In the ink composition according to the present invention,
It is considered that the basic dye is attached to the alkali-soluble resin containing a phenol functional group by the attraction of both charges. As a result, it is considered that the coloring component can be stably present in the ink composition.

On the other hand, the reason why the water resistance is exhibited on the recording medium is considered to be the following two reasons. First, the pH of tap water is generally acidic. When the water adheres to the ink on the recording medium, a neutralization reaction occurs with the base in the ink. The second is that the amount of adhering water is much larger than the amount of ink on the recording medium. When diluted in a large volume of water, the solution becomes less basic.

Although it is difficult to separate the above two principles, even if water adheres to the ink on the recording medium,
Since it is not possible to have sufficient basicity to redissolve the resin and dye in the ink, it is considered that high water resistance of the printed matter can be obtained.

The amount of the alkali-soluble resin containing a phenol functional group in the ink composition may vary depending on the type of polymer, the molecular weight of the polymer, and other ink components (dye, alkali, It may be appropriately determined in consideration of additives used as required, for example, a water-soluble monoalkyl ether of alkylene glycol or polyalkylene glycol), but is preferably in the range of about 1 to 15% by weight. Within this range, it is possible to solubilize a sufficient amount of the dye to obtain a recorded image having a reasonable concentration, and even if the alkali-soluble resin contains a phenol functional group having a high molecular weight, the appropriate ink can be used. A viscosity is obtained. When used for inkjet recording, the amount of the alkali-soluble polymer containing a phenol functional group is preferably determined so that the viscosity of the ink composition at 20 ° C. is 10 cps or less.

The basic dye is present in an amount of 0.05 to 3 parts by weight, more preferably 0.2 to 1.2 parts by weight, based on the weight of the alkali-soluble resin containing a phenol functional group. preferable.

The amount of the alkali is not particularly limited as long as it is an amount that completely dissolves the alkali-soluble polymer containing a phenol functional group and the basic dye, but may be smaller than the minimum amount required to dissolve the polymer and the dye.

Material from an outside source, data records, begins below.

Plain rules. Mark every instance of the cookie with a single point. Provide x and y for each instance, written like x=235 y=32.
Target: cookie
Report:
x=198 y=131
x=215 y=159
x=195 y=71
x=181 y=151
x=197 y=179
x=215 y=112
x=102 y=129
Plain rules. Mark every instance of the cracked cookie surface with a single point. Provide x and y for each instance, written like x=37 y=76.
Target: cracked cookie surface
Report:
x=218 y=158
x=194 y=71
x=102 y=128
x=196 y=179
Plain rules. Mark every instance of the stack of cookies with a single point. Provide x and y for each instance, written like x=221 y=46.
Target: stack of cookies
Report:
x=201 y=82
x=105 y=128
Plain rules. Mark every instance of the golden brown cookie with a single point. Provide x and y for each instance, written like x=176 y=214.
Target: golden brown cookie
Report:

Is preferably a slightly excessive amount of alkali. To obtain greater ink stability, it is preferred that the amount of alkali be at least 10% greater than the minimum required to dissolve the polymer and dye.

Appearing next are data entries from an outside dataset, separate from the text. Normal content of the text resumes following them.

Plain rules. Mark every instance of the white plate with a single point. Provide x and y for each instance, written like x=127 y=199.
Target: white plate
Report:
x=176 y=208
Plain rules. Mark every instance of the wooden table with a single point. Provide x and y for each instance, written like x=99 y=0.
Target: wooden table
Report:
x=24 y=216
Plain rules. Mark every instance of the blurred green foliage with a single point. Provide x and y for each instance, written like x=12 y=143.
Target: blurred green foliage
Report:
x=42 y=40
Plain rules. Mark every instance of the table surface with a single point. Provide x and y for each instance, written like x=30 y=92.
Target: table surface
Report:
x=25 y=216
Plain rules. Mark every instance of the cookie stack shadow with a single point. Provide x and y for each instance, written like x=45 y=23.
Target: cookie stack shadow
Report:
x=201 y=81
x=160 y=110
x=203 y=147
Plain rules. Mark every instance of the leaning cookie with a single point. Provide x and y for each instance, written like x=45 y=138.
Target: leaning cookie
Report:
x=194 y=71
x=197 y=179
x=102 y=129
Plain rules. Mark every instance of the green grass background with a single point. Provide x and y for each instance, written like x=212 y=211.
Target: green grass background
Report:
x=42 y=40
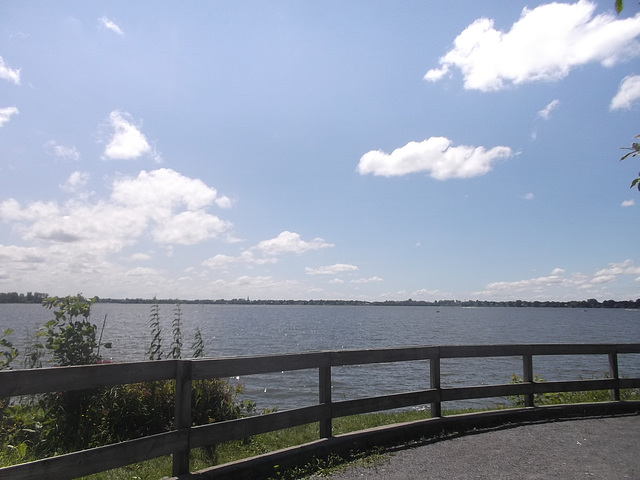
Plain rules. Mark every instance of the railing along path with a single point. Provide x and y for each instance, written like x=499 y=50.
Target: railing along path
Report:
x=185 y=437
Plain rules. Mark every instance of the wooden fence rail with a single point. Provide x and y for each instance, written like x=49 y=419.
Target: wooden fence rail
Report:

The minimum amount of alkali required to dissolve the alkali-soluble resin containing a phenolic functional group and the basic dye is determined by the amount of optional additives used, such as alkylene glycols or water-soluble monoalkyl ethers of polyalkylene glycols. Slightly affected by volume. Therefore, when an optional additive is used, it is advantageous to add the additive before adding the alkali, but the additive is not limited to this.

The ink composition according to the present invention may contain a water-soluble monoalkyl ether of an alkylene glycol or a polyalkylene glycol in order to give a recorded image a quick drying property. By adding these, the drying property of printing can be improved. However, for certain combinations of polymers and dyes, it is also possible to dry the recorded image quickly enough without adding a water-soluble monoalkyl ether of an alkylene glycol or polyalkylene glycol.

The water-soluble monoalkyl ether of alkylene glycol or polyalkylene glycol includes
For example, ethylene glycol monomethyl ether, ethylene glycol monoethyl ether, ethylene glycol mono-n-propyl ether, ethylene glycol mono-i-propyl ether, ethylene glycol mono-n
-Butyl ether, ethylene glycol mono-s-butyl ether, diethylene glycol monomethyl ether, diethylene glycol monoethyl ether, diethylene glycol mono-n-propyl ether, diethylene glycol mono-i-propyl ether, diethylene glycol mono-n-butyl ether, diethylene glycol mono-s-butyl ether, Triethylene glycol monomethyl ether, triethylene glycol monoethyl ether, triethylene glycol mono-n-propyl ether, triethylene glycol mono-i-propyl ether, triethylene glycol mono-n-butyl ether, triethylene glycol mono-s-butyl ether , Propylene glycol monomethyl ether, and propylene Recall monoethyl ether. The amount of water-soluble monoalkyl ether of alkylene glycol or polyalkylene glycol is 1
It is preferably from 40% to 40%, more preferably from 5% to 30%.

The ink composition according to the present invention may contain, in addition to the above components, a wetting agent such as glycerin, a bactericide, a surfactant, and other water-soluble resins that can be used for adjusting the viscosity of the ink. it can.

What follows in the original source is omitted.